De jurisprudence constante, la procédure de révision ne permet pas de faire valoir des faits ou des moyens de preuve qui auraient pu ou dû être invoqués dans la procédure ordinaire. Il n’y a ainsi pas lieu de procéder aux actes d’instruction sollicités, qui se rapportent à des éléments connus du demandeur alors que la procédure ordinaire était pendante.

Pour le surplus, aucune procédure pénale n’établit qu’un crime ou un délit aurait été commis. Le demandeur ne soutient, au demeurant, pas qu’il aurait déposé plainte pénale.

Les pièces produites, à savoir de prétendues copies de courriels échangés entre un enquêteur de la DAPE et C______, que l’auteur d’un ouvrage sur celle-ci aurait transmises au demandeur, ne sont pas de nature à remplacer l’établissement d’un crime ou d’un délit par une procédure pénale, étant relevé que, comme cela vient d’être exposé, il appartenait au demandeur de produire ces moyens de preuve alors que la procédure était encore pendante devant la chambre administrative. Derechef, il ne peut, dans le cadre de la procédure de révision, se prévaloir de faits ou moyens de preuve qu’il lui était loisible d’invoquer et de produire dans la procédure ordinaire.

Partant, les conditions d'un motif de révision au sens de l'art. 80 let. a et b LPA ne sont pas réalisées. La demande de révision est ainsi manifestement irrecevable, ce que la chambre de céans peut constater sans échange d’écritures (art. 72 LPA).

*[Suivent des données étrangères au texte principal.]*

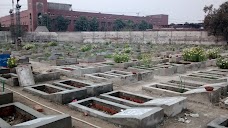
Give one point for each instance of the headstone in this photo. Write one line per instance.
(25, 76)
(3, 59)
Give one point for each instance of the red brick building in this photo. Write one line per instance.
(29, 17)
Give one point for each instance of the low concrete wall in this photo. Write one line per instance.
(188, 37)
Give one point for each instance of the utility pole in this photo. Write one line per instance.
(18, 23)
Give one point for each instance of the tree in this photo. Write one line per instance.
(61, 24)
(118, 25)
(82, 24)
(143, 25)
(0, 27)
(93, 24)
(216, 21)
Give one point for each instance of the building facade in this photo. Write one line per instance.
(36, 8)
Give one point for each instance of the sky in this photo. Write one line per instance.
(179, 11)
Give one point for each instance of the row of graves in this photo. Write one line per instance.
(88, 88)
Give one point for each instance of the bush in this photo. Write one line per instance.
(52, 44)
(29, 46)
(222, 63)
(11, 62)
(127, 50)
(146, 58)
(213, 53)
(121, 57)
(86, 48)
(194, 54)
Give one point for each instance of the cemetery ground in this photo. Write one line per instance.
(115, 85)
(206, 112)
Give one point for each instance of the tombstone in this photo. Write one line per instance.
(3, 59)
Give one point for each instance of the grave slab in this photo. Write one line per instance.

3.             Compte tenu de l'issue de la procédure, un émolument de CHF 1'000.- sera mis à la charge du demandeur (art. 87 al. 1 LPA) et aucune indemnité de procédure ne sera allouée (art. 87 al. 2 LPA).

* * * * *

 

PAR CES MOTIFS
LA CHAMBRE ADMINISTRATIVE

déclare irrecevable la demande en révision formée le 4 juillet 2023 par A______ contre l’arrêt ATA/404/2023 de la chambre administrative de la Cour de justice du 18 avril 2023 ;

met un émolument de CHF 1'000.- à la charge d’A______ ;

dit qu'il n'est pas alloué d'indemnité de procédure ;

dit que, conformément aux art. 82 ss de la loi fédérale sur le Tribunal fédéral du 17 juin 2005 (LTF - RS 173.110), le présent arrêt peut être porté dans les trente jours qui suivent sa notification par-devant le Tribunal fédéral, par la voie du recours en matière de droit public ; le mémoire de recours doit indiquer les conclusions, motifs et moyens de preuve et porter la signature du recourant ou de son mandataire ; il doit être adressé au Tribunal fédéral, Schweizerhofquai 6, 6004 Lucerne, par voie postale ou par voie électronique aux conditions de l'art. 42 LTF. Le présent arrêt et les pièces en possession de la demanderesse, invoquées comme moyens de preuve, doivent être jointes à l'envoi ;

communique le présent arrêt à Me Annette MICUCCI, avocate du demandeur, à l'administration fiscale cantonale, à l'administration fédérale des contributions ainsi que, pour information, au Tribunal fédéral.

Siégeant : Florence KRAUSKOPF, présidente, Valérie LAUBER, Eleanor McGREGOR, juges.

Au nom de la chambre administrative :

le greffier-juriste :

 

 

F. SCHEFFRE

 

 

la présidente siégeant :

 

 

F. KRAUSKOPF

 

Copie conforme de cet arrêt a été communiquée aux parties.